The Oscars are more fun to talk about than to watch. It has always been true, and it was even more true last night. For months, we complained about the delayed date of the ceremony and the extended eligibility window; we wondered what producer Steven Soderbergh meant when he teased the ceremony would be “like a movie”; and we did so many predictions that we talked ourselves out of some pretty obvious choices. It was such fun. Then the Oscars happened, and they weren’t very good, but god bless ‘em, they gave us so many more things to talk about.

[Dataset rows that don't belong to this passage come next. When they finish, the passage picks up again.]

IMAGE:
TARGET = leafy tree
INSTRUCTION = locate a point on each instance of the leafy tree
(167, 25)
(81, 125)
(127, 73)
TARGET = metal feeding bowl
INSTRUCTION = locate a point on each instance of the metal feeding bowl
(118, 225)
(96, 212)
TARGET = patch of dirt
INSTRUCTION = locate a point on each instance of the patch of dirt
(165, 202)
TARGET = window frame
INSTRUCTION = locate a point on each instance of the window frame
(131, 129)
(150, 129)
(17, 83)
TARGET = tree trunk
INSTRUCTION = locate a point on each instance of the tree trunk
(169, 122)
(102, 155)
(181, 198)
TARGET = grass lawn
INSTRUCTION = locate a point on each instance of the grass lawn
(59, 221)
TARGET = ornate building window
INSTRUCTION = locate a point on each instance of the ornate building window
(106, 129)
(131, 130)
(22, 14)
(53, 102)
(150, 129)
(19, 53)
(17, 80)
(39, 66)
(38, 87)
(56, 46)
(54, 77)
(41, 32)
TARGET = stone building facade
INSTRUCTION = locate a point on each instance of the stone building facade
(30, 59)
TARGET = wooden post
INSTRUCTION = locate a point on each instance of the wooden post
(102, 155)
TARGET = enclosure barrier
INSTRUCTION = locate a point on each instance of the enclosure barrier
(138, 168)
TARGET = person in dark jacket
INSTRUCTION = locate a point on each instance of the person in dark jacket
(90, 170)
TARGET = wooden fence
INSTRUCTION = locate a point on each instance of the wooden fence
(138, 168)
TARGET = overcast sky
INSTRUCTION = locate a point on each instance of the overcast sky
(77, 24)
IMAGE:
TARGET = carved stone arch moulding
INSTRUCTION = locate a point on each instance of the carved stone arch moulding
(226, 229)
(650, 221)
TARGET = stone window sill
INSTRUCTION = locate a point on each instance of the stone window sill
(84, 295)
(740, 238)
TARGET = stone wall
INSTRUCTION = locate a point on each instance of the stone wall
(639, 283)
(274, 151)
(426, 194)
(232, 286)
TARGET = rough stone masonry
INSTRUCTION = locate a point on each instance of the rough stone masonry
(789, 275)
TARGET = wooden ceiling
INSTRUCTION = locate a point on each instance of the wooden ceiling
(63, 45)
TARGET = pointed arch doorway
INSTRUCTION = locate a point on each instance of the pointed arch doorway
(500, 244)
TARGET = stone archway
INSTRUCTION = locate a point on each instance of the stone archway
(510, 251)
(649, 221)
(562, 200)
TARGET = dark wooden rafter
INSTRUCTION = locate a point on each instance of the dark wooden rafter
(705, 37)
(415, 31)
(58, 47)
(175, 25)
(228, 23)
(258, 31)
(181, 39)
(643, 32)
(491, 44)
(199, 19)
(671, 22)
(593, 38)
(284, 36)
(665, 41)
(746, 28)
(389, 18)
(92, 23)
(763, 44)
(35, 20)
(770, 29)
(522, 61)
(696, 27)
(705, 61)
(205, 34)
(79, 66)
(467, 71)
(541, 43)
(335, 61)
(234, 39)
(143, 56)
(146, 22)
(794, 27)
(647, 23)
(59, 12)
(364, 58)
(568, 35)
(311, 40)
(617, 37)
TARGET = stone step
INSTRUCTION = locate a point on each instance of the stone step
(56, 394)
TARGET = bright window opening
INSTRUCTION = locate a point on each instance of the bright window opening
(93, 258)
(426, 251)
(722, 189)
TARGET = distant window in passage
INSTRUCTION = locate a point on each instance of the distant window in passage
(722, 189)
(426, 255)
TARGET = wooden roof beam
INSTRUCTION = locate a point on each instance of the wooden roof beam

It was a bad show full of choices that probably sounded great in the writers’ room but frankly didn’t work on camera. The decision to eschew montages and comedy bits in favor of longer speeches reflected the show’s overall somber tone. Appropriate for this moment in history perhaps, but also quite boring. Most of the awards presentations were prefaced by anecdotes about the nominees and how they were first inspired to make movies. It was a baffling choice. In a year when most people haven’t seen the nominated films, the primary objective should have been to get them excited about doing that. They have simply shown clips from the movies, especially the performances. Watching Daniel Kaluuya perform as Fred Hampton in Judas and the Black Messiah is a far better advertisement for cinema than learning about the first movie he went to, or whatever. The producers broke a basic rule of cinema: They told when they should have shown.
As day turned to night outside of Union Station, the ceremony got a little wilder. There were some surprising selections, including Mank for Cinematography and The Father for Adapted Screenplay (although I called that one correctly). Youn Yuh-Jung hit on Brad Pitt during her victory speech for her supporting performance in Minari. Glenn Close did “da butt,” which I knew was a comedy bit immediately because I’m three decades younger than Close, and I had never heard of that dance. Still, it was a far better performance than she gave in Hillbilly Elegy.
Then as the clock struck “just end the show already,” all hell broke loose. When the Best Picture award was announced with twenty minutes to go, the wheels started churning in the mind of every seasoned Oscar viewer. They want to do Best Actor last, so they can end the show on Boseman. It was a risky plan that panned out in the worst way possible. McDormand won Best Actress and gave a terribly short speech, which is understandable considering she had used up her speech on Best Picture a few minutes earlier; she was a producer on Nomadland, and once you have inexplicably howled like a wolf in front of the world, there’s not much more to say.
Then Joaquin Phoenix limped onto the stage and announced that Anthony Hopkins had won Best Actor. It was a shock to most Oscar prognosticators that came with a note of cringe since A) this was supposed to be Boseman’s award, and B) Hopkins didn’t show up to the London satellite site to give a televised awards speech. And so the ceremony that was supposed to end with emotional catharsis of awarding Boseman, whose work has meant so much to so many, concluded with a head shot of Anthony Hopkins, winning for the movie that, out of all the major nominees, was probably seen the least. Not ideal.
For all of these reasons, we will never forget the 2021 Oscars, and that’s probably a win for the show’s producers. But we’re not the audience that the Oscars – and the industry – needs. We’re going to watch anyway, both the movies and the show. Instead, imagine a casual viewer who hasn’t seen most of the nominated films and tuned in last night out of sheer curiosity. Is anything they saw going to make them excited about the future of cinema? Or make them want to pay $5.99 to see one of the nominated films? My hunch is that they left bewildered at an oddity of a ceremony that was more committed to doing something different than doing something good.